While the company hasn’t necessarily been trying to reach a specific revenue amount, Hafner says the main contributors to their growth are customer service, referral work and providing efficient projects.
“A successful company has to have really good customer service,” he says. “Call people back immediately, follow through.”
Thanks to having such good customer service, Fine Earth receives a considerable amount of referral work.
“At least with maintenance I think we’re just recognized now as one of the better maintenance companies in our region that we work,” Hafner says. “Neighbors see it and clientele see it. A friend tells a friend and we end up picking up maintenance strictly because of that. It’s not because of advertising.”
The company also participates the NALP Awards of Excellence program and uses it as a marketing tool for both current and future clients.
“We let them know that they’ve been recognized as one of the national award winners,” Hafner says. “That’s really big for online referrals and gaining more business.”
Hafner says the third reason they’ve been able to grow successfully is because they can provide customers with an extraordinary project with very few problems.
“We’re very efficient, and we have very little problems on projects,” Hafner says. “When we start a job, we don’t pull off of a job until we completely fulfill the contract and then we’ll move on to another project.”
Hafner says even if a customer adds a large change order in the middle of a project, the install crew assigned to that project will stay on the job until it is completed.
He also credits the education, networking and camaraderie provided through NALP as the foundation of Fine Earth’s business.
“I’ve taken so many things from other companies and put them into ours to make us better, as well as shared things that we do to help companies get better,” Hafner says. “I think it’s a win-win for all companies around the country to get more involved.”
He advises not just becoming a member but participating in events and getting to know the people who are key to the industry and learning from them.
Experiencing a Growth Spurt
As the economy recovered from the recession, Hafner says they began to receive more and more calls from new customers, thanks to their reputation for great customer service. In one year, the company went from $9 million to $11 million.

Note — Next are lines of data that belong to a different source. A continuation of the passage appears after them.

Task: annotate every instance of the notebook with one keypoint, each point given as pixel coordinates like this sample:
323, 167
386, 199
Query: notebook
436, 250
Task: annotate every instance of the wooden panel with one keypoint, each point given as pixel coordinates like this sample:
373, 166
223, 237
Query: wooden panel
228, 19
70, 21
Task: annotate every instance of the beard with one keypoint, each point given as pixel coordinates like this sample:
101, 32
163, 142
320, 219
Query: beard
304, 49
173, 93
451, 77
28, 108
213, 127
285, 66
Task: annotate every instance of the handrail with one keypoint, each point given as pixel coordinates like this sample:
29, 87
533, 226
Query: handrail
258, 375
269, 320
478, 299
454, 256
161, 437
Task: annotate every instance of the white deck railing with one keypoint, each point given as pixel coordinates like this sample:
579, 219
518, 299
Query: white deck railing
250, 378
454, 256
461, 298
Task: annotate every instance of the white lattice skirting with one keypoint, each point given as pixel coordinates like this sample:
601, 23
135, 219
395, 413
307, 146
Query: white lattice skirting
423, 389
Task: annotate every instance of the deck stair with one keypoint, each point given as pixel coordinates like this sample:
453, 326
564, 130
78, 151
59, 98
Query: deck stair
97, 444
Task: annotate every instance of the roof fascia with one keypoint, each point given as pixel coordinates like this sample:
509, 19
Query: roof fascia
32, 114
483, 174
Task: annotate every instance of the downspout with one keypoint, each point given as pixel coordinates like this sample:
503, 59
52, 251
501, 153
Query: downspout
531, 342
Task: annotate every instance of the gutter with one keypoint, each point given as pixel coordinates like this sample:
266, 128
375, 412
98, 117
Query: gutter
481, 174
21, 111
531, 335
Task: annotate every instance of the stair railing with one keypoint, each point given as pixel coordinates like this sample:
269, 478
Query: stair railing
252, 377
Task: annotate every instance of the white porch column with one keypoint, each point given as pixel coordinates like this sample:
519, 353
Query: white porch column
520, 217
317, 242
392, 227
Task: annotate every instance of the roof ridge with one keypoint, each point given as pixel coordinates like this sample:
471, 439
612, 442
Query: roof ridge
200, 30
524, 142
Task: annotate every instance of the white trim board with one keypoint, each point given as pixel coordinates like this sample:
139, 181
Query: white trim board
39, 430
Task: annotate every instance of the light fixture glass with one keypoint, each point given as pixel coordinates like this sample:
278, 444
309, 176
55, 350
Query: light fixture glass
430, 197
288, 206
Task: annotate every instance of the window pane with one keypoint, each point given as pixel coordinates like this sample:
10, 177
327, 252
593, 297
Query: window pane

“You get to a certain point where you realize you’re going to have to grow in order to do the extra workload,” Hafner says. “So, we hired some extra staff people for our top salespeople, which really frees up our top salespeople to do more sales and they have more support.”
By doing so, the company was able to produce more projects, sell jobs quicker and get back to clients faster. Since their growth spurt five years ago, Fine Earth has never had to scale back their workload.
The maintenance side of things has also picked up as Fine Earth strives to convert every install client into a maintenance client.
“We’ve been very successful at doing that because we’re so efficient at doing the actual install project that the maintenance was pretty easy to sell,” Hafner says. “Our maintenance manager does a very good job at retaining those clients year to year.”
Prior to growing, Fine Earth had three maintenance crews and now there are six crews. Meanwhile, they added five extra install crews, for a total of 15 installation crews. Overall, the company has gone from 50 people on staff to 83 individuals.
Offering Certified Services
Fine Earth offers a wide range of services and Hafner says as president of the company he is always looking for the next thing.
One example is when green roofs were first becoming popular. Hafner was quick to have the company participate in Green Roof Professional Training and Accreditation.
“I think you always have to recognize if you want to grow, you have to recognize what the next big thing is that’s coming,” he says. “And you have to prepare yourself and train your employees so when it comes, they can already implement it. That’s what’s made us successful as far as the growth that we’ve achieved in new acquisition growth.”
Fine Earth also worked to get certified in the county jurisdictions that they work in when it came working in the Chesapeake Bay area. Additionally, Hafner got involved with NALP’s certification program. The company is in the process of becoming a Landscape Industry Accredited Company.
“Certification has been really big for us,” Hafner says. “I think that’s a great way to train your employees so that they’re doing things by best practices within the industry. So that’s an invaluable tool with NALP.”
A common challenge for any company growing in the industry is finding personnel. Hafner says while they don’t struggle with losing experienced workers like crew leaders and sales staff, it is an issue to keep labor staff.
“There’s so much competition from other companies that are looking for people,” Hafner says. “If you had a laborer that you hire, and you set your company policy of ‘we’re hiring at this rate’ somebody will always tend to beat you in what they’re offering for starting pay.”
However, Fine Earth hasn’t had to deal with a lot of turnover. In 20 years, no foremen and no office staff have left the company.
“It’s really how you treat people, what you pay people, and how you talk to people,” he says. “If you set expectations for what you expect from them. You treat them with respect, they respect you. We consider our employees like family and we treat them that way.”
Thanks to the lack of turnover, Hafner says it’s fairly easy to maintain company culture.
“We have a certain way we want to do things,” he says. “We have a certain expectation of what we expect from our employees. They have an expectation of what they expect from their boss. It’s a shared experience and I enjoy working with them. I think they enjoy working with us.”